I grab for the bottle and touch it with the tips of my fingers. Squeezing it in
between them while stroking it. I close my eyes, and listen to its siren song of
temptation, willing myself to resist it for as long as I can.
I don't want to admit I hunger for it, that I need it. Like an addiction that
I can never quite quit.
How can she be surprised, she knows what I am. I never lied about that. Never.
Unlike a certain dark brooder of the night I know.
I crawl back, trembling in shame as I realize what's happening, what she's
seeing.
I want her to run, to leave my alone with my shame and the blood spread on my
clothes as I lunged for it like an animal.
"I'm sorry." For a moment I'm not sure if it's her or me who's saying it.

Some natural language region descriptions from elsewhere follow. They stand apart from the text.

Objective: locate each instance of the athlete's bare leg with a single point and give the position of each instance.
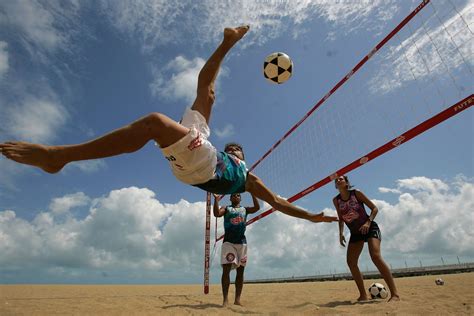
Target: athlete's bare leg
(127, 139)
(257, 188)
(208, 74)
(134, 136)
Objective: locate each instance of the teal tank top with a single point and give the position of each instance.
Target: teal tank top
(230, 175)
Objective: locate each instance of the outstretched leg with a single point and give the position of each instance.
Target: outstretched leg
(127, 139)
(257, 188)
(239, 284)
(375, 254)
(353, 253)
(208, 74)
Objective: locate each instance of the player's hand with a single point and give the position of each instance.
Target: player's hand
(320, 217)
(342, 240)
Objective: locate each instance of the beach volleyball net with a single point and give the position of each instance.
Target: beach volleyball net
(416, 77)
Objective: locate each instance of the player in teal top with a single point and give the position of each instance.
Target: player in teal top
(234, 246)
(192, 158)
(230, 176)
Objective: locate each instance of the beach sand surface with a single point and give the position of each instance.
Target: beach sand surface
(419, 295)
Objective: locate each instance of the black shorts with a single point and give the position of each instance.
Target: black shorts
(374, 232)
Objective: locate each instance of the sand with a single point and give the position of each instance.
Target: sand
(420, 295)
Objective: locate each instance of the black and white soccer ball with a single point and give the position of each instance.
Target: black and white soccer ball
(278, 67)
(377, 290)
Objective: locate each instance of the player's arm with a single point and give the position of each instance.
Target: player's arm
(255, 207)
(342, 239)
(218, 211)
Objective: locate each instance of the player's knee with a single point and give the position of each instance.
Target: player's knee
(376, 257)
(207, 95)
(276, 202)
(352, 263)
(153, 120)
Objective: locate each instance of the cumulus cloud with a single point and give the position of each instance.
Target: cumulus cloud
(128, 235)
(3, 58)
(127, 230)
(178, 79)
(225, 132)
(435, 213)
(44, 27)
(35, 120)
(156, 22)
(87, 166)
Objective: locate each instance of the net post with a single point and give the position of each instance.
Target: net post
(207, 237)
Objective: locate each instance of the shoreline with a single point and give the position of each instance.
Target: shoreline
(419, 295)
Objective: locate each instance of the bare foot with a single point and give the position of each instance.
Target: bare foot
(320, 217)
(233, 35)
(394, 298)
(32, 154)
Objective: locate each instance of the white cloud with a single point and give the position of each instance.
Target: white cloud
(3, 58)
(428, 53)
(128, 235)
(162, 22)
(388, 190)
(64, 204)
(226, 132)
(129, 229)
(87, 166)
(182, 81)
(35, 119)
(436, 214)
(46, 26)
(178, 79)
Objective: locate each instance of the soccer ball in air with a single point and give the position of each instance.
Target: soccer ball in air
(277, 67)
(377, 290)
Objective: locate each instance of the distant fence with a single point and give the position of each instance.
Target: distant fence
(403, 272)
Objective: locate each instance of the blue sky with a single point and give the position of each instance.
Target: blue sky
(74, 70)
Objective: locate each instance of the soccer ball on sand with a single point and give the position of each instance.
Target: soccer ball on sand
(377, 290)
(277, 67)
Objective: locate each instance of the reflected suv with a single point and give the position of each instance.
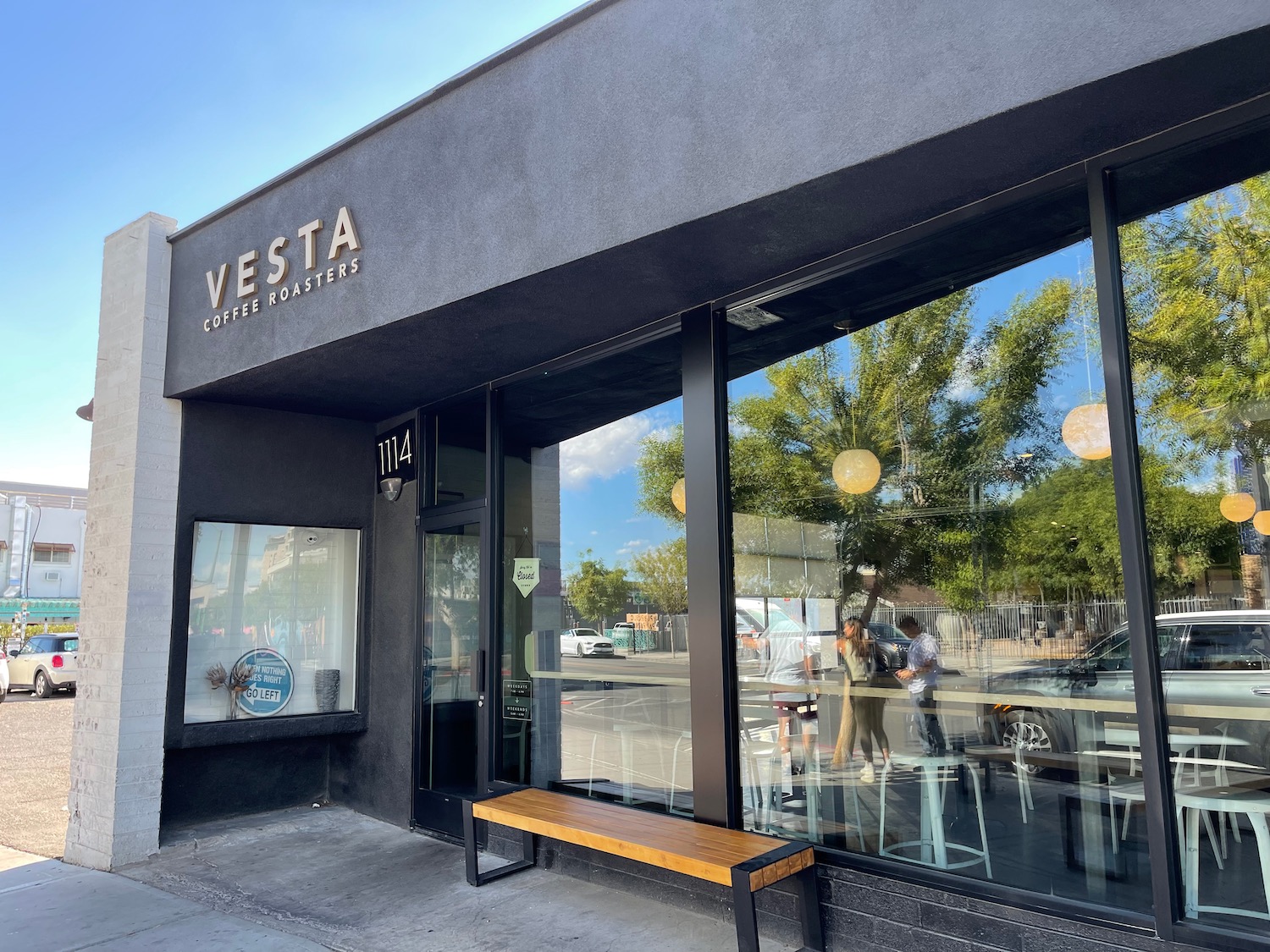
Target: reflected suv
(1214, 668)
(47, 663)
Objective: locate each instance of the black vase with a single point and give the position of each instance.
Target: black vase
(327, 690)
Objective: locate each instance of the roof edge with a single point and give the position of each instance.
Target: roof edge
(536, 38)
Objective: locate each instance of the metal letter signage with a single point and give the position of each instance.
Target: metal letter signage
(395, 454)
(525, 574)
(343, 239)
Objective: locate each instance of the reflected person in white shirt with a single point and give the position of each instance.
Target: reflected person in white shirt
(921, 677)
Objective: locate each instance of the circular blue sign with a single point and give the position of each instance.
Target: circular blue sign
(271, 685)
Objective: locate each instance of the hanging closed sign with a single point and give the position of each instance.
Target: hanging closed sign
(525, 574)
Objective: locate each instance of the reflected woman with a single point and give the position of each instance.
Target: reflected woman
(861, 711)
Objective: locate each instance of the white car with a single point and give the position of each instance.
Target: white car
(47, 663)
(584, 641)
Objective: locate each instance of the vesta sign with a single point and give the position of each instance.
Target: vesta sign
(319, 271)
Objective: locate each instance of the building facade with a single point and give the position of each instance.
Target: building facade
(942, 325)
(42, 542)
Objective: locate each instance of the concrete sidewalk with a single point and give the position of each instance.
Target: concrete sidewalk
(329, 878)
(50, 906)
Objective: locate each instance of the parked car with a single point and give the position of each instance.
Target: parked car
(891, 647)
(584, 641)
(47, 663)
(1211, 663)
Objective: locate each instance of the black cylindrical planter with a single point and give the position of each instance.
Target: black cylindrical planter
(327, 690)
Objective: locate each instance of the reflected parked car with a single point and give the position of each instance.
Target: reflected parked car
(1211, 663)
(891, 647)
(584, 642)
(47, 663)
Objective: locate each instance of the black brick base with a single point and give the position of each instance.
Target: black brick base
(861, 911)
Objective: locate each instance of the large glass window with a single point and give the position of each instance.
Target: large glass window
(272, 621)
(1198, 297)
(594, 691)
(932, 655)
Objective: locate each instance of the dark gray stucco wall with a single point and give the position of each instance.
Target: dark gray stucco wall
(658, 154)
(257, 466)
(371, 772)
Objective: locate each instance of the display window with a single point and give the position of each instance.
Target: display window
(272, 622)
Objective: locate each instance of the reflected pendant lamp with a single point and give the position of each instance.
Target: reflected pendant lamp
(1239, 507)
(678, 495)
(1087, 433)
(856, 471)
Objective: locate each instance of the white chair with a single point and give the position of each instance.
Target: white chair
(936, 773)
(675, 768)
(1229, 801)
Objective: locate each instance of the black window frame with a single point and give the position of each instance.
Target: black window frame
(705, 380)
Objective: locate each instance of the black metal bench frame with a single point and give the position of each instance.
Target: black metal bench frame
(744, 911)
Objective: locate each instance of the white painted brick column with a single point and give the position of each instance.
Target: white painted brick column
(126, 604)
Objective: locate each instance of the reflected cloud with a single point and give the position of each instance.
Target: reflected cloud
(604, 452)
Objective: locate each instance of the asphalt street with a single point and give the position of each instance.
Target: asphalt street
(35, 772)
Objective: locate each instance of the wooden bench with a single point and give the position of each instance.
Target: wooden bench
(747, 862)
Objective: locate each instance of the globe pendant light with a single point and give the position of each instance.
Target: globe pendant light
(1087, 433)
(1239, 507)
(678, 495)
(856, 471)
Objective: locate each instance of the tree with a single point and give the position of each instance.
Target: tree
(1063, 536)
(596, 591)
(945, 410)
(663, 575)
(1198, 297)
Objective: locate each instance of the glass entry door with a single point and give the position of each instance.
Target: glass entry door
(451, 672)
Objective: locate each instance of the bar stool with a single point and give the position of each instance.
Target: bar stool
(1254, 804)
(675, 768)
(936, 772)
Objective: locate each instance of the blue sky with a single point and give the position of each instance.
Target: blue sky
(112, 111)
(599, 479)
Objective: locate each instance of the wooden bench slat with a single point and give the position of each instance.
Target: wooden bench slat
(667, 842)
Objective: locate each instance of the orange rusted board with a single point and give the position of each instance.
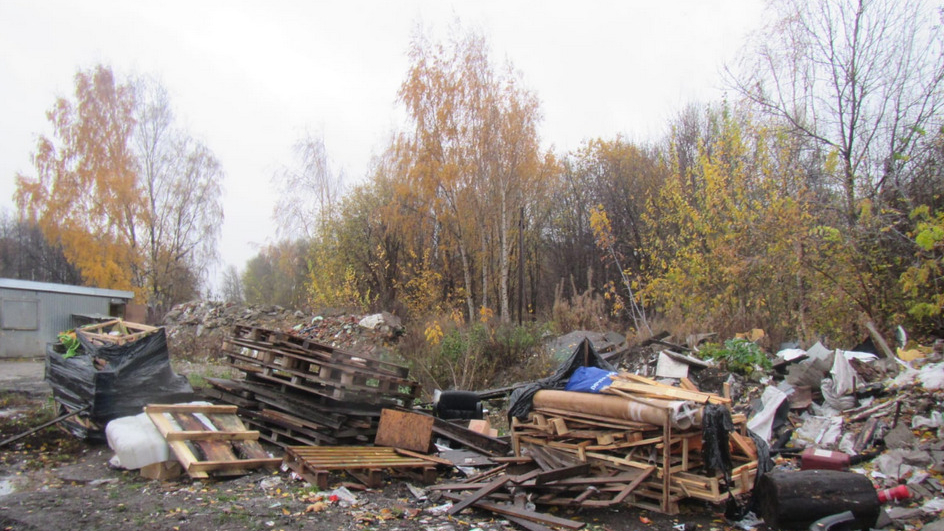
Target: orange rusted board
(402, 429)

Then I realize it's her. Why? What does she have to be sorry for?
I'm the one who …
"Now see what you did to my lunch."
She should go all angry now. But she's not.
I interrupt her.
"Human?" My voice sounds angrier than it's supposed to be.
"Of course it is. What else did you think I eat. Cow? Like some tamed pet
that you can keep huddled at your feet to do your bidding."
I won't tell her that's what I usually eat. She's grossed out, as she ought to
be.
But still she isn't angry.
My grocery bag is still standing there, empty.
The bottle of human was supposed to be my treat. I saved up for it after weeks
and weeks of cow. Building up my strength. I don't want to drink to much of it.
I can't count the number of bottles my grandsire sent me, that are now resting
up the crooked boards above my hide out. The ones I won't touch, no matter the
threats he makes. And the ones that make him smile every times he smells them,
because he knows I won't throw them away.
It isn't so much the taste, the scent, the knowing of what it is. There's a
presence in it, feelings, awareness.
When it's fresh enough.
I sip my lips, wetting them.
Oh God the need.
I put my fangs in my wrist and slit it open, draining from the vain, anything
to overcome this lust.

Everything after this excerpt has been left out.